Arguably, this performance of the “Bach Goldberg Variations” is perhaps only surpassed by Gould’s own 1981 re-taping.  An account of Gould’s arrival at the recording studio, according to Bill Morelock, guest moderator of American Public Media’s “Performance Today,” was used by CBS as part of the press release promoting the 1955 recordings.  Clearly, CBS was exploiting the quintessential notion of the creative genius to market the recordings.  Here we have the possessor of an extraordinary talent who has cultivated that talent with an energy and diligence beyond measure and … is eccentric to the extreme.

Without by any means diminishing respect and applause for such geniuses, their achievements should not distract us from the creative potential possessed by every human being regardless of physical and mental limitations.  No other species can achieve (at least in degree, but it borders in kind) what the human species even at the basic level of capacities is capable of achieving.  Given that humanity has been endowed with lousy instincts, it has to have the capacity and strategies for acquiring symbol systems in order to adequately understand and respond to its environment(s).  A very pragmatic consequence is that there is no location on our planet that humanity is incapable of occupying unlike other species that are limited to a narrow environmental niche.

Not only are these symbol systems not acquired simply by “opening our eyes” to grasp phenomena, but they are also not discovered simply be “closing our eyes” and turning to an eternally present set of concepts and symbols somehow already there, naturally, in the mind.  We don’t (!) possess them by nature, and each individual must acquire for her-/himself those symbols/concepts that are necessary for understanding her/his world and to act in it.  Education is fundamental to our species, then, not just a true accomplishment only of geniuses.  It is neither the exclusive revere of the elite nor does it benefit merely the individual.  Education is an obligation that we all have to ourselves and to one another:  to make the acquisition of symbol systems possible for all according to their abilities.  Education is for the mind what universal health care is for the body.  Together, they constitute the basic minimum of social solidarity.

Just as education is fundamental, it is a creative possibility, even creative reality, for every individual and not just for the “geniuses.”  This is because autonomous freedom (i.e., the ability to do things that nature cannot do on its own) is what distinguishes us as a species (to an extraordinary) degree from all other species.  The capacity of autonomous freedom could not be unleashed without the power of symbols/concepts to “see things that aren’t there in the phenomena themselves.”

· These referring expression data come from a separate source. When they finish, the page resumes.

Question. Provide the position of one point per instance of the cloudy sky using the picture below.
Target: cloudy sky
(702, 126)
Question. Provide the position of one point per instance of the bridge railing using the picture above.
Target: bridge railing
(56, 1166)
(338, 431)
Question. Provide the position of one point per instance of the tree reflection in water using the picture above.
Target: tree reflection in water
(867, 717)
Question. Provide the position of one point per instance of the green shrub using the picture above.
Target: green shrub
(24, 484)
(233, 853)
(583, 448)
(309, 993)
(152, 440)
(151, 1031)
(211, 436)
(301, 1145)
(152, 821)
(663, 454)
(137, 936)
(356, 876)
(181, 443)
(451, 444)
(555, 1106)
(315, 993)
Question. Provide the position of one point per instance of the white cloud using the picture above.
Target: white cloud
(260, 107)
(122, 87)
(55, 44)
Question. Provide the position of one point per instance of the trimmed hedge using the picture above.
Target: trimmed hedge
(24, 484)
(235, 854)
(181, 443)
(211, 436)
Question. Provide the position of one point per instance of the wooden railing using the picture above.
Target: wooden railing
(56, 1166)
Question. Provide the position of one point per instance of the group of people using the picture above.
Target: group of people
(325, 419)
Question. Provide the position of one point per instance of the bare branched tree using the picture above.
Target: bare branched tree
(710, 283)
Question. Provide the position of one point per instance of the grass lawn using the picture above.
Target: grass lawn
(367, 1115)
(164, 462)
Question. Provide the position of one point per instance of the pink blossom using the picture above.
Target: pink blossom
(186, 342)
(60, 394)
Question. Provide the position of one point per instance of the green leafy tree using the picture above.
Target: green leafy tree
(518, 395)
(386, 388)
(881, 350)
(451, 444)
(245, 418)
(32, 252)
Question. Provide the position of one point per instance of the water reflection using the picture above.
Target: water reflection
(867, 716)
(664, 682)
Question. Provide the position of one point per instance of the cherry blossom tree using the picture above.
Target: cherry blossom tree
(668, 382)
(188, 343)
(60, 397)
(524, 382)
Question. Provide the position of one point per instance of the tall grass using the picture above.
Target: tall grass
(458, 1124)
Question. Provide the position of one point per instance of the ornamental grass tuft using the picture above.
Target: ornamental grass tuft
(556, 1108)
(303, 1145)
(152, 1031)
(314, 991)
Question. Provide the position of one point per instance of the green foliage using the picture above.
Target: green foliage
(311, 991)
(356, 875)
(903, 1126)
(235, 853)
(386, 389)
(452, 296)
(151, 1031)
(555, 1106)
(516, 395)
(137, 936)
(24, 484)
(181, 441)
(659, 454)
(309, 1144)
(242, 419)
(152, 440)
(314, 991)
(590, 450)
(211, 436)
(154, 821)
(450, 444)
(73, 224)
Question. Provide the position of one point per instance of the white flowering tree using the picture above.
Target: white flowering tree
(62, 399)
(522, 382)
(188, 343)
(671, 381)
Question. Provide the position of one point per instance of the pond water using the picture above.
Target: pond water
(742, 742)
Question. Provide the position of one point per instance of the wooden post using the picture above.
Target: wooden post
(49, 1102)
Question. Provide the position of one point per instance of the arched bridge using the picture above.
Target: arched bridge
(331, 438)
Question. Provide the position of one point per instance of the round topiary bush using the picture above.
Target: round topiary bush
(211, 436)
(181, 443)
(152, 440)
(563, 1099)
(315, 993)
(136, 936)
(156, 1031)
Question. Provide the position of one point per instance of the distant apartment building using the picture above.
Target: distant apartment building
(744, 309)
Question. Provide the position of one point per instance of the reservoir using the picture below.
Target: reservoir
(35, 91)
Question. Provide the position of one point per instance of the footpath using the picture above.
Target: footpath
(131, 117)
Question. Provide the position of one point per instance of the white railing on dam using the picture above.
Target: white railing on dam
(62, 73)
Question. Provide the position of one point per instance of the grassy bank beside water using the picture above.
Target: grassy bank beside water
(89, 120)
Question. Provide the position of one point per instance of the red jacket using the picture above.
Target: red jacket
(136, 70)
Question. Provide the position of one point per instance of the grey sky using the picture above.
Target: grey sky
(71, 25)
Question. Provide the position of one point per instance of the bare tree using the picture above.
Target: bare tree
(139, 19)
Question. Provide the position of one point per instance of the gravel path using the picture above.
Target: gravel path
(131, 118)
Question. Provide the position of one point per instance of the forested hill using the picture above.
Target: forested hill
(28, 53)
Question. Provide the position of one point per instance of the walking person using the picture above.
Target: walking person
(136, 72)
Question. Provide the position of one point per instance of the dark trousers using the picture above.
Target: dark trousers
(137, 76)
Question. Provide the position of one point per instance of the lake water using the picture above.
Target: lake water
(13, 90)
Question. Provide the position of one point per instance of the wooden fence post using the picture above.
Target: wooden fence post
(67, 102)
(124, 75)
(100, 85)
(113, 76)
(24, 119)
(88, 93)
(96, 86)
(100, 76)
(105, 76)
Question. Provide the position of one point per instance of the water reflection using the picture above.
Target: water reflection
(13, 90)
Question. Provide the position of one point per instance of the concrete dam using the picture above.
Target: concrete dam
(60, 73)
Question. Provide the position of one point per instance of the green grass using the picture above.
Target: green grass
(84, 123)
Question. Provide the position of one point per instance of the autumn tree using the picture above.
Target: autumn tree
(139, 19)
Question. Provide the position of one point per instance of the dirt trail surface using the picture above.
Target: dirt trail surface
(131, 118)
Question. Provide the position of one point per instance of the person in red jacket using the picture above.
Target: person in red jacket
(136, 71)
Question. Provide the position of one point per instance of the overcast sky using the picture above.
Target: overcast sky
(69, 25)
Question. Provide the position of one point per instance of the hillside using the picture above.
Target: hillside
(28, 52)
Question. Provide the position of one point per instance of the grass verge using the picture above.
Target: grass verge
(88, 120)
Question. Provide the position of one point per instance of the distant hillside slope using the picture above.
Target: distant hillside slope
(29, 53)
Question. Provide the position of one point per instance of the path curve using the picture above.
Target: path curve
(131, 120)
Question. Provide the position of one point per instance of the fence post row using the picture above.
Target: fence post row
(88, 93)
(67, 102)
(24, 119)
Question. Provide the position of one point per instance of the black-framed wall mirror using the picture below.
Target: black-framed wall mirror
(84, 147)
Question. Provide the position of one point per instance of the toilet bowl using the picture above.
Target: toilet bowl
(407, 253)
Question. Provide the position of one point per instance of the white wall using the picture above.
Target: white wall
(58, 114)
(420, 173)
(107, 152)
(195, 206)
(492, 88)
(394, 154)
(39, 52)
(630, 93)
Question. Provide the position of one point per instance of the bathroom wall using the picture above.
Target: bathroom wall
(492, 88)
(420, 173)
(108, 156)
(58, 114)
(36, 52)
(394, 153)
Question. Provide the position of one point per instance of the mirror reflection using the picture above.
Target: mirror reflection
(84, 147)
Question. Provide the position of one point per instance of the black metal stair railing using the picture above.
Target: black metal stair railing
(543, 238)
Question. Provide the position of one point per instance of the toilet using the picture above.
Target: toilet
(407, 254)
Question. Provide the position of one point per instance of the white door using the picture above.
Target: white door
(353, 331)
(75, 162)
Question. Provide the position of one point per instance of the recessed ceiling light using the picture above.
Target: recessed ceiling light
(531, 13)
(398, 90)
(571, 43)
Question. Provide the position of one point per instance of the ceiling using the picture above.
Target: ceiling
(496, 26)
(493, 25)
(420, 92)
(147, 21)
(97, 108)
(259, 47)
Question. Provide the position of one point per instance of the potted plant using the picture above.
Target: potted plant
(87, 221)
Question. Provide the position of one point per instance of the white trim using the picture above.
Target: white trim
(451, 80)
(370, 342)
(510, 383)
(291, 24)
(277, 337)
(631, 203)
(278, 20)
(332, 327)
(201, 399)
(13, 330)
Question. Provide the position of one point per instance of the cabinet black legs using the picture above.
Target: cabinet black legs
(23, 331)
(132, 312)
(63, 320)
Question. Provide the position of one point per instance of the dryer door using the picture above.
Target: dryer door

We are the only species that can hold itself morally responsible because of our capacities of autonomous freedom and acquisition of symbol/concept systems because we can change the world and it matters which symbols/concepts we use to do so.  This responsibility comes from autonomous freedom itself, which is far more than self-determination through choice.  Other species exercise choice, but the cause of that choice is natural instincts.  We, of course, exercise choice, but the cause of our choice is an efficient causality not reducible to natural causality – otherwise, it wouldn’t/couldn’t be autonomous freedom.

Many today are rushing to explain the efficient causality of autonomous freedom to be an illusion (or a “causal gap” as John Searle says that allows us to hold onto first person consciousness over against the rising tide of third person, natural, causal explanation).  Here we need concept clarification, however.  Neither mere “choice” nor the ability to give “reasons” for something happening is the same as providing a causal explanation of events.  The fact that I can say that I ate because I had an appetite and not hunger is a descriptive account of my action, not a causal explanation.  However, autonomous freedom functions at an entirely different level.  It is not invoked as a causal explanation for the external realm of experience (e.g., my biological dependence on nutrition).  For the external realm, we are dependent upon physical, causal explanations, not freedom.  Autonomous freedom has to do with our ability to initiate an event (i.e., with an entirely, internal causality) – it does not on its own provide a complete account of the carrying out of the event, externally.  To carry out the event, we have to acquire understanding of the physical universe that includes at least a rudimentary sense of its physical laws.  However, our autonomous freedom allows us to achieve things through our grasp of those physical laws that the physical laws alone could not accomplish:  That is autonomous freedom!  Free will is far more than free choice because it is the condition of possibility for genuine, non-instinctual choice.  To the extent that we define freedom as freedom of choice, we debase our freedom to animality.

Stated more technically:  Practical reason (i.e., creative, autonomous freedom with its moral laws) requires theoretical reason (i.e., the grasp of the lawful order of nature).  Were there no theoretical reason, there could be no practical reason.  Were there no effects of autonomous freedom, there would be no question for us whether or not we are determined by nature and can hold ourselves accountable to laws other than physical and civic laws.

The exercising of the capacity of autonomous freedom according to self-legislated moral principles places humanity at the pinnacle of the natural order – to the extent that we exercise our capacity morally.  Success with the assumption of our role as the “goal of nature” is far more valuable for us as individuals and as a species than all of the cleverness, empirical knowledge, and technical skills enjoyed by the geniuses.